Taking their name from The Smiths song, they are in fact, nothing like the pioneering mancunians of yesteryear, but more an embodiment of everything that was so good about punk. This Seattle set have influenced all the success stories of the last few years from Franz Ferdinand to Bloc Party - who can be found mooching around at the back of the venue along with…ahem…Har Mar Superstar. However, with not a pencil tie in sight or the slightest whiff of general art-school stuffiness in the air, PGMG are organic, raw and loud.
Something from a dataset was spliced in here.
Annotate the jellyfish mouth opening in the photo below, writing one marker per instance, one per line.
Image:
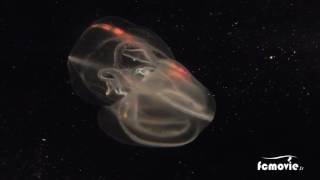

Opening track 'The Nocturnal House', starts with a dub-style melodica and Andrea Zollo’s haunting vocals before heading into a crashing crescendo that has their devoted following losing itself in a sea of pogo jumping madness. This proves a common formula as new song 'Pryrite Pedestal' begins with a slow haunting guitar intro before building up into a frenzied attack of crashing cymbals, regimented bass lines and uniform hand-clapping.
The whole set rapidly becomes an exercise in crowd manipulation with Zollo playing the ruthless dictator, slowing things down with the ska-tastic 'Parade' which perfectly demonstrates PGMG’s versatility before shifting back into top gear with old favourites 'Something Bigger, Something Brighter' and 'This Is Our Emergency' which really raise the roof.
Clad in pink t-shirt and black leather biker gloves, Zollo bounds around the stage orchestrating hand-claps with all the attitude of Juliette Lewis, only better looking and with the tunes to back it up.
Finishing with traditional favourite 'Getaway', the spirit of PGMG’s transcendental sound is encapsulated in 4 minutes of mayhem. They might not be breaking any boundaries, but they serve as a timely reminder as to why the original punk scene was so important and what it all stood for in the first place. As their bandwagon gathers momentum in the lead up to the summer months, don’t be surprised is PGMG are the toast of the festival circuit come September.